Whistleblowers and Qui Tam for Tax

50 Pages Posted: 15 Oct 2007 Last revised: 24 Jul 2008

See all articles by Dennis J. Ventry

Dennis J. Ventry

University of California, Davis - School of Law

Abstract

This Article examines the underexplored IRS whistleblower program, which Congress revamped in December 2006 by, among other things, significantly expanding the size of rewards paid to informants. Increased monetary incentives for exposing tax cheats align private citizens on the side of tax collection rather than tax avoidance, and add risk of detection and prosecution to the compliance calculus. This Article recommends that Congress broaden the whistleblower program still further to allow private citizens to bring qui tam lawsuits against tax cheats. Other federal and state whistleblower statutes, including the widely praised False Claims Act (FCA), already provide for qui tam actions against persons submitting false claims to the government. This Article proposes using the FCA as a model for the tax whistleblower statute, and extending qui tam to tax.

The experience of the FCA indicates that private enforcement of public law can be an effective monitoring and prosecutorial mechanism in areas of law where government officials - due to asymmetric information, active concealment by regulated parties, and weak enforcement - are unable or unwilling to enforce the law or prosecute offenders effectively. Current tax regulation suffers from all three symptoms, and could benefit from private enforcement efforts. Extending qui tam to tax would add additional risk to tax cheating. Moreover, the qui tam approach provides an efficient form of regulation by shifting the cost of compliance to those persons with the lower cost of monitoring; i.e., employee insiders, in-house lawyers, and outside counsel.

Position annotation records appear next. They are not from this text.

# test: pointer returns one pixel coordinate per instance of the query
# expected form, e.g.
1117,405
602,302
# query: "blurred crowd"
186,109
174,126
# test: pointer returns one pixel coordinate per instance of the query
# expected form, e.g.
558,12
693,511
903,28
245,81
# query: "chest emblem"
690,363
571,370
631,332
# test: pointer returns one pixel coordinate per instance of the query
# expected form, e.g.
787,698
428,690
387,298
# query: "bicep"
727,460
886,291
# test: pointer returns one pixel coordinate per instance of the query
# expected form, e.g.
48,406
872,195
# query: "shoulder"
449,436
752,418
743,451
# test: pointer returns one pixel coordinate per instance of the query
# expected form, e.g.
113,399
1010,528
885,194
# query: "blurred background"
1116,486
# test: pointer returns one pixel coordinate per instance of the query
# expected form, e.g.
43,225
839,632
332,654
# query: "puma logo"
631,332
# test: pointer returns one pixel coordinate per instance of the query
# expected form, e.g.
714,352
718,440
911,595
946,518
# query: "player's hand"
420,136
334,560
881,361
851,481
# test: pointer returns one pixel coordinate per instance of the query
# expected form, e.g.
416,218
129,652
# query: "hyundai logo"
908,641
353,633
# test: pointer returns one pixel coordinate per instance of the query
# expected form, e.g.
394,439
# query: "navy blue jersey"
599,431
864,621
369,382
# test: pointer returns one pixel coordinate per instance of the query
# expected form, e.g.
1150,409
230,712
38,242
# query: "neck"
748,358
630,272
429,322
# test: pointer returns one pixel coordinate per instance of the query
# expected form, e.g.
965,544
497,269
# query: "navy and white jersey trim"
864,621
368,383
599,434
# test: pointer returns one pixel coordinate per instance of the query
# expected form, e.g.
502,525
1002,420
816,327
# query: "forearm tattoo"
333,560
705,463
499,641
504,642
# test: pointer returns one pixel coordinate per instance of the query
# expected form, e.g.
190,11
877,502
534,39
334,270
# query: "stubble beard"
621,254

Keywords: Taxation, Tax Policy, Tax Practice, Legal Ethics, Administrative Law

Suggested Citation

Ventry, Dennis J., Whistleblowers and Qui Tam for Tax. Tax Lawyer, Vol. 61, p. 357, 2008, Available at SSRN: https://ssrn.com/abstract=1020182

Dennis J. Ventry (Contact Author)

University of California, Davis - School of Law ( email )

UC Davis School of Law
400 Mrak Hall Drive
Davis, CA 95616-5201
United States
530-752-4566 (Phone)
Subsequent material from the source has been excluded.